Will Slater: Are there any upcoming projects that you’re working on that you would like to showcase?

Andy Dudak: Yeah, I’ve got a new Clarkesworld story I’ll be working on in March 2021. Right now, I’m working with Jiang Bo on his novel, The Machine Gate. Chen Qiufan is working on an A.I. themed anthology with Kai-Fu Lee. He’s the former head of Google in China, and he’s an expert in A.I., and it’s really exciting. I’m working on my second Chen Qiufan story for that called “The Quantum Genocide” or the “Human Brain Project”. It’s pretty fascinating stuff. Every story in this anthology is going to imagine how A.I. affects different aspects of future life. The first one I translated was called “The Job Savior”. It’s about the future of labor and how automation and A.I. are going to affect that and universal basic income.
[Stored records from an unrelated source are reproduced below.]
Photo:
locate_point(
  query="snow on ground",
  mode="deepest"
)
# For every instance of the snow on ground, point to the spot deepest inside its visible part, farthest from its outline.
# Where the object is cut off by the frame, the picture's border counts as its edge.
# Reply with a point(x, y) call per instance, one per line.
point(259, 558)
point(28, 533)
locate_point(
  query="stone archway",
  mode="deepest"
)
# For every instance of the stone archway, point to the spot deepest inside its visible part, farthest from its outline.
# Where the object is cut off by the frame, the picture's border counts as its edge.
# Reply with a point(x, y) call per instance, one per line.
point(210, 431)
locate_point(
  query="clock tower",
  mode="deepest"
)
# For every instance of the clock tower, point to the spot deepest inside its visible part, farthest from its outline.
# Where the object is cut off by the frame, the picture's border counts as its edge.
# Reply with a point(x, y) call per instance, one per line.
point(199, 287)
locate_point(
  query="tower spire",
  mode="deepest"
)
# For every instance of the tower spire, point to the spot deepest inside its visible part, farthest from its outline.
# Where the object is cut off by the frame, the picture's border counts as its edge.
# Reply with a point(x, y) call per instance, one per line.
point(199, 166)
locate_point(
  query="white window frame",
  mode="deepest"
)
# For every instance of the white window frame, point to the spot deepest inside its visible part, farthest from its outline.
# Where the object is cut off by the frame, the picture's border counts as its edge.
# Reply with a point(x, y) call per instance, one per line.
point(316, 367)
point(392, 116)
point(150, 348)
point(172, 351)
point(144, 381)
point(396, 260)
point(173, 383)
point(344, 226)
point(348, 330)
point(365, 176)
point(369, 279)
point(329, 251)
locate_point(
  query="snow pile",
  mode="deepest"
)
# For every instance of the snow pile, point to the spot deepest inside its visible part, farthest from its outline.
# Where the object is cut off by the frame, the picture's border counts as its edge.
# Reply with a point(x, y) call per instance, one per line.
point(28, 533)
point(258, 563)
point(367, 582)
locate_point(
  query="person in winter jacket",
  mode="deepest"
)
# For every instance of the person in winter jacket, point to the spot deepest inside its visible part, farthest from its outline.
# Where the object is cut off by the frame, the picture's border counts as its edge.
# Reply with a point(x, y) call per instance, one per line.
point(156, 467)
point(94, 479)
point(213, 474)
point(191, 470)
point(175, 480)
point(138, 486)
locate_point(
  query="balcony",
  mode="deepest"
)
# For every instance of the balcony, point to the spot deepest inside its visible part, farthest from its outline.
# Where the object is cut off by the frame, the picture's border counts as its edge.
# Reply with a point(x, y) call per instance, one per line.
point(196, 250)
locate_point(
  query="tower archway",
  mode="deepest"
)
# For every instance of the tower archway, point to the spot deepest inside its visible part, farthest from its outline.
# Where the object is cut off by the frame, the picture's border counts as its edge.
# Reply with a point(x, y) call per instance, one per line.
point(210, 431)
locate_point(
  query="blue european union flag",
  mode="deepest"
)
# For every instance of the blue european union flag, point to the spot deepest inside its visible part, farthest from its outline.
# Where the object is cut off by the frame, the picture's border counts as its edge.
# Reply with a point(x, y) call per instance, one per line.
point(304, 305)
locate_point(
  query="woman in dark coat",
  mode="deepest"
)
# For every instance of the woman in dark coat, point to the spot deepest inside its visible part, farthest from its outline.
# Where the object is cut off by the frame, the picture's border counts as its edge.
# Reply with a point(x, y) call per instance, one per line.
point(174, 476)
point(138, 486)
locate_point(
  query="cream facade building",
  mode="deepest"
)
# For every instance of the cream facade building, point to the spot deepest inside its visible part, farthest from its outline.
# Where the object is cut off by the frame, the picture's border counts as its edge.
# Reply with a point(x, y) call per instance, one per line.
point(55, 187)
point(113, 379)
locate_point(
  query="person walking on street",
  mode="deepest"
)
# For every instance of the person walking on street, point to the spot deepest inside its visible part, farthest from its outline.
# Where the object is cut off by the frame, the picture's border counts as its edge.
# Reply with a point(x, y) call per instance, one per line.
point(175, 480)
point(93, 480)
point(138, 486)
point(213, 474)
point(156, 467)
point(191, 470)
The one I’m working on now is about terrorism, fighting crime in the age of A.I., and cryptocurrency.

© 2021 by Will Slater


About Andy Dudak

Andy Dudak’s fiction is featured in Jonathan Strahan’s Year’s Best Science Fiction and two volumes of Rich Horton’s Year’s Best Science Fiction and Fantasy. His stories have appeared in Analog, Apex, Clarkesworld, Interzone, The Magazine of Fantasy and Science Fiction, and in Science Fiction World (科幻世界), which boasts the largest sci-fi readership on the planet. His story ‘Love in the Time of Immuno-Sharing’ was a finalist for the Eugie Foster Award. He translates Chinese sci-fi and was a digital nomad until the Plague hit. He likes frogs and believes in the healing power of Dungeons & Dragons. 

About Will Slater

Will Slater is a graduate student studying Global Media & Cultures at Georgia Tech with a concentration in Spanish. His interests include cross-cultural communication as it relates to the development of creative industries with a Latin American focus. Specifically, he is currently examining Latina documentary filmmaking in Puerto Rico and why feminist Puerto Rican cinema should be utilized as a lens through which to examine some of the societal issues that have stemmed from the colonial framework that defines the relationship between the United States and Puerto Rico. As much as he’s fallen in love with the writings of short story authors such as Ted Chiang, Ken Liu, and Jorge Luis Borges, his favorite piece(s) of speculative fiction will always be his first exposure to the broad genre, the Star Wars franchise.